A question on multinomial theorem using binomial theorem

Question

$(3x^2+2x+c)^{12}=\sum A_r x^r$

and

$\frac{A_{19}}{A_5}=\frac 1 {2^7}$

Find $c$. I really have no idea what to do with this. This was on a test. I have studied only binomial theorem.
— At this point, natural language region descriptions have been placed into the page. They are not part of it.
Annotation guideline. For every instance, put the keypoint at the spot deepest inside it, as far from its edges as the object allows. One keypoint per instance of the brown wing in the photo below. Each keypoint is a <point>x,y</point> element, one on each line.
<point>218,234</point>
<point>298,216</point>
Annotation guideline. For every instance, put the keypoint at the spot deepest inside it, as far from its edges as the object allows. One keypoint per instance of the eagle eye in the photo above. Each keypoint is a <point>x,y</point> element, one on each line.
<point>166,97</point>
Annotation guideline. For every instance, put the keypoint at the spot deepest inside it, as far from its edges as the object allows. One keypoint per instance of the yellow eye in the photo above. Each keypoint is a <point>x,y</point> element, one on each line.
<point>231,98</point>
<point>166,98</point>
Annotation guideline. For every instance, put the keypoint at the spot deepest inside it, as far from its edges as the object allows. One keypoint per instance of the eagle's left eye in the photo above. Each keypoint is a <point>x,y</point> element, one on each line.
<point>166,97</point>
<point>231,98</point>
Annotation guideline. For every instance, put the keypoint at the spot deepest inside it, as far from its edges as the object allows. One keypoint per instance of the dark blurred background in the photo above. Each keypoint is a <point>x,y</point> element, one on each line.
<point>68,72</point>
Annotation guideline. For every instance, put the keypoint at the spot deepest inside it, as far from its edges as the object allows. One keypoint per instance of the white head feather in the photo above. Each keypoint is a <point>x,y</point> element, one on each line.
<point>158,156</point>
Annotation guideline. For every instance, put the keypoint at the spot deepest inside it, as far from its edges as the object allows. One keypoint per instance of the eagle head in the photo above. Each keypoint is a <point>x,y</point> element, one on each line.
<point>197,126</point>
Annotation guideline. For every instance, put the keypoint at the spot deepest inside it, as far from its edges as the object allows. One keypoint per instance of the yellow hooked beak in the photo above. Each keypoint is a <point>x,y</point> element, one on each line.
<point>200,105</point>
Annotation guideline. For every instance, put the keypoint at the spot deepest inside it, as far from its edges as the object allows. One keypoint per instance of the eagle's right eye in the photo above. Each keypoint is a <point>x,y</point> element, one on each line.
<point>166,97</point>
So, please use it only(combinatorics approach is always welcome).

Answer 1

By comparing coefficients $$ A_{19} = \frac{12!}{9! \cdot 1! \cdot 2!} \cdot 3^9 \cdot 2 \cdot c^2 + \frac{12!}{8! \cdot 3! \cdot 1!} 3^8 \cdot 2^3 \cdot c + \frac{12!}{7! \cdot 5! \cdot 0!} 3^7 \cdot 2^5 = 3^7\left(\frac{12!}{9! \cdot 1! \cdot 2!}18c^2 + \frac{12!}{8! \cdot 3! \cdot 1!}24c + \frac{12!}{7! \cdot 5! \cdot 0!} 32\right) \;, $$ and $$ A_5 = \frac{12!}{7! \cdot 5! \cdot 0!} 2^5 \cdot c^7 + \frac{12!}{8! \cdot 3! \cdot 1!} 3 \cdot 2^3 \cdot c^8 + \frac{12!}{9! \cdot 1! \cdot 2!} 3^2 \cdot 2 \cdot c^9 = c^7\left(\frac{12!}{9! \cdot 1! \cdot 2!}18c^2 + \frac{12!}{8! \cdot 3! \cdot 1!}24c + \frac{12!}{7! \cdot 5! \cdot 0!} 32\right) \;. $$

Thus, by dividing, we get $$ \frac{A_5}{A_{19}} = \left(\frac{c}{3}\right)^7 \;, $$ which implies $c = 6$ by the given condition.